イベント・セミナー・講演会
キラリティーを有する磁気渦-スキルミオンは、「巻き付き数」と呼ばれる「トポロジカル不変量」を持つ[1]。そのトポロジーの特徴によって、極めて低い電流密度(磁壁に比べて5桁低い)で駆動可能[2]など、次世代省エネルギーデバイス、大容量情報記憶媒体、およびリザバーコンピューティング素子などへの応用が強く期待されている。
スキルミオンは、1960年代に原子核物理学において核子の粒子性を担保するモデルとして提唱され[3]、その後、物性理論学において磁性体中の電子スピン配列が織りなす空間構造(テクスチャ)としてその存在が予言された[4]。我々は可変磁場下のローレンツ電子顕微鏡法を用いた実空間観察で、正確に定義されたスキルミオンのキラリティーとトポロジーが実証された。また、スキルミオンの周期構造に加えて、単独のスキルミオンの粒子状態の存在が明らかにされた[5]。
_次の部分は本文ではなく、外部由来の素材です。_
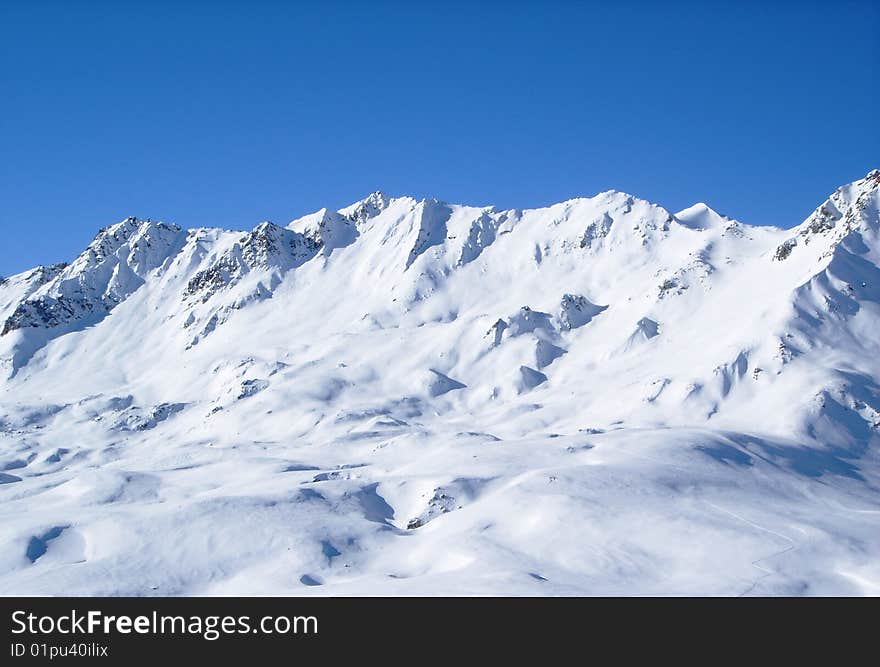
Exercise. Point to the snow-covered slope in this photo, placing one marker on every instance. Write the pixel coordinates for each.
(400, 397)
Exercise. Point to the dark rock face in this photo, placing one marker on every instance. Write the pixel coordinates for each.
(266, 246)
(45, 313)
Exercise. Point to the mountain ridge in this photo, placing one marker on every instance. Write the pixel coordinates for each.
(423, 370)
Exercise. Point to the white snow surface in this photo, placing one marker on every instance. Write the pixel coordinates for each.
(407, 397)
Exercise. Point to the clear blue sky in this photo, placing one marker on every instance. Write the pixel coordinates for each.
(213, 113)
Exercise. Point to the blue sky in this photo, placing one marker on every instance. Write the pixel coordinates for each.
(231, 113)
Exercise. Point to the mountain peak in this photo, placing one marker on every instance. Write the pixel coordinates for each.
(368, 207)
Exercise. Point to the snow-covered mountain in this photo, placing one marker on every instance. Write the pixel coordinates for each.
(407, 396)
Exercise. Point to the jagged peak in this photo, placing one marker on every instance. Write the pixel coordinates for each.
(701, 216)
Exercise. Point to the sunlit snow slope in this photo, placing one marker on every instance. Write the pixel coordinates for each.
(414, 397)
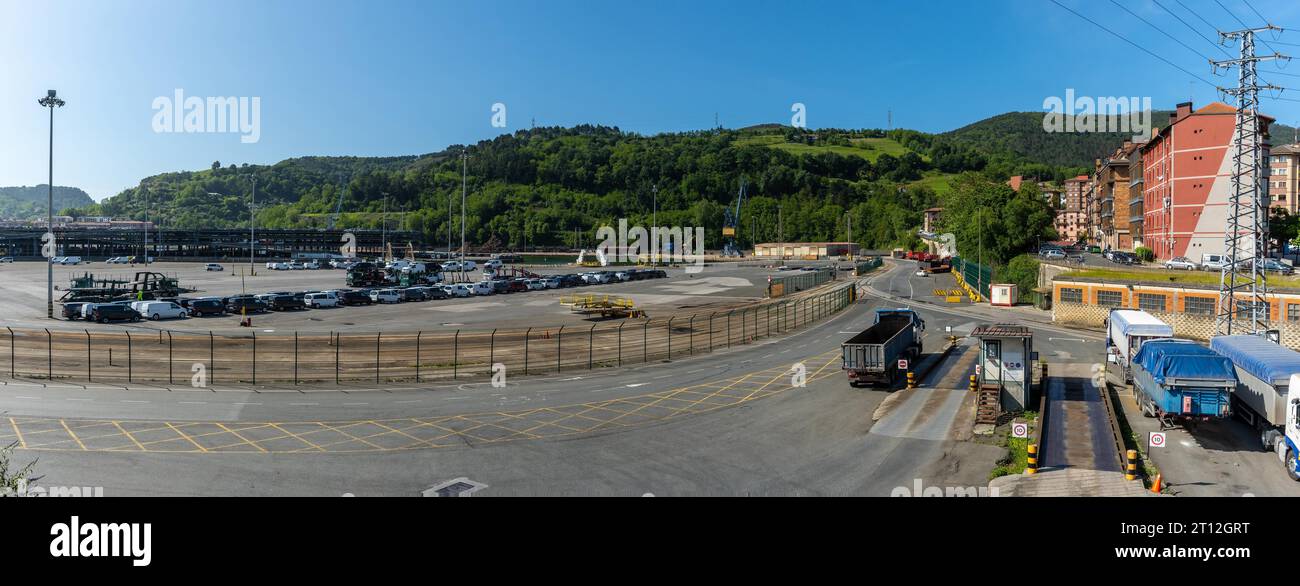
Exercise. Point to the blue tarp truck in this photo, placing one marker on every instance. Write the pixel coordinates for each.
(872, 355)
(1266, 373)
(1126, 331)
(1182, 381)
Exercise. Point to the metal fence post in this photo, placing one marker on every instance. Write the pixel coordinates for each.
(670, 337)
(129, 363)
(525, 350)
(690, 325)
(169, 348)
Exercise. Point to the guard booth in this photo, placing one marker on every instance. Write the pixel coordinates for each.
(1002, 372)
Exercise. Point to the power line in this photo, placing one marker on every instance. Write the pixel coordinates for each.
(1135, 44)
(1192, 29)
(1161, 30)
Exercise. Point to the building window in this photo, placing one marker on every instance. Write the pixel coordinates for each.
(1243, 309)
(1110, 298)
(1151, 302)
(1199, 305)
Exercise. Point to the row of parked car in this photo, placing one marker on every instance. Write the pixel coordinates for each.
(290, 300)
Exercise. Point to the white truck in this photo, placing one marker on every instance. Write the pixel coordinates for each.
(1266, 373)
(1126, 330)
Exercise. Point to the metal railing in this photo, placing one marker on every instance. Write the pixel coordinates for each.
(167, 357)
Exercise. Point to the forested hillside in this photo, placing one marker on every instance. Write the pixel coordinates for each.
(554, 186)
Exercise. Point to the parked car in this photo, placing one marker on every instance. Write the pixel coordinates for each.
(355, 298)
(385, 295)
(160, 309)
(1274, 265)
(72, 311)
(108, 312)
(320, 299)
(242, 305)
(459, 290)
(206, 307)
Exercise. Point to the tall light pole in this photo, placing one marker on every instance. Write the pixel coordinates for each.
(464, 185)
(252, 226)
(654, 225)
(51, 101)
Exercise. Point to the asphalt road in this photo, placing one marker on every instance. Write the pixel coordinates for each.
(741, 437)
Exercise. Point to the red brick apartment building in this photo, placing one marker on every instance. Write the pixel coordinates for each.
(1071, 218)
(1187, 178)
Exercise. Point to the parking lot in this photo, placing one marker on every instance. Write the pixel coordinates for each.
(718, 286)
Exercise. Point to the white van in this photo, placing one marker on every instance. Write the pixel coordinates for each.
(319, 300)
(159, 309)
(1213, 261)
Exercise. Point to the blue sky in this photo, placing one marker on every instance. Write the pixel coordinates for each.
(412, 77)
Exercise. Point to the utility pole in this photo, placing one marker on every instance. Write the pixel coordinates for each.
(464, 185)
(1246, 239)
(51, 101)
(252, 226)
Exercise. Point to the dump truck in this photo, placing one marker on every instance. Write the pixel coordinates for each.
(1126, 331)
(1266, 373)
(1181, 381)
(872, 355)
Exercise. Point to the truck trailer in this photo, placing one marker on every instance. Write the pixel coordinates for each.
(1182, 381)
(872, 355)
(1266, 372)
(1126, 331)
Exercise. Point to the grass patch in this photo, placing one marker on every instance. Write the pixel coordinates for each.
(1183, 277)
(1017, 458)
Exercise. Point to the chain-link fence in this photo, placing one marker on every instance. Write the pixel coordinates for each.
(146, 356)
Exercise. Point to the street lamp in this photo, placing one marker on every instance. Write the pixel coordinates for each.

スキルミオンはある厚みの試料において、試料の厚さ方向に伸び、3次元的なスキルミオン紐が形成される[6]。この三次元トポロジカルスピテクスチャーを可視化するために、3次元磁気構造の顕微技法を開発し、スピン(反)ヘッジホッグを携帯するスキルミオン紐のベクトル場の分布を明らかにした[7]。
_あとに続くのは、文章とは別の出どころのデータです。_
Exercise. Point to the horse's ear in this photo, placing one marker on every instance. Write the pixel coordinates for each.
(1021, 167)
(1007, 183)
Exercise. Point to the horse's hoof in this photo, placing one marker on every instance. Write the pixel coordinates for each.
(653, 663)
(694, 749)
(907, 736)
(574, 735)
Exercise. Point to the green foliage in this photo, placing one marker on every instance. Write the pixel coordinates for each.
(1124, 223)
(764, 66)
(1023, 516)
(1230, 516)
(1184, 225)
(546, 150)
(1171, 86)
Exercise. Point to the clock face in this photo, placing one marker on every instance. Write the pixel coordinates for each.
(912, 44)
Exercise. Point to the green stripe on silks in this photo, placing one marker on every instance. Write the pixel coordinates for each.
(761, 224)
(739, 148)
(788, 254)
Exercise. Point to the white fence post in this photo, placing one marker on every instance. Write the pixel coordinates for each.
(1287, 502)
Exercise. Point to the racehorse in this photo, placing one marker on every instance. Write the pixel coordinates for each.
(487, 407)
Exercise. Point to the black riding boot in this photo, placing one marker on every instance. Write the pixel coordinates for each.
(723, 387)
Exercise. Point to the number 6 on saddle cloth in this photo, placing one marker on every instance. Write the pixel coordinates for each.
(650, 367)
本講演では、数々の磁性体中に励起された、種々のトポロジカルスピンテクスチャー、(反)スキルミオン、(反)メロン、ホプフィオンとその電流/熱流駆動ダイナミクス、また、外部磁場や温度によりその相互転換をその場観察の結果を紹介する予定である。
本講演に取り入れた成果の一部は、日本学術振興会(JSPS)からの科学研究(A)助成金(Grant No. 19H00660, 23H05431)および日本科学技術振興機構(JST)CRESTプログラム(Grant No. JPMJCR1874, JPMJCR20T1)のサポートを受けています。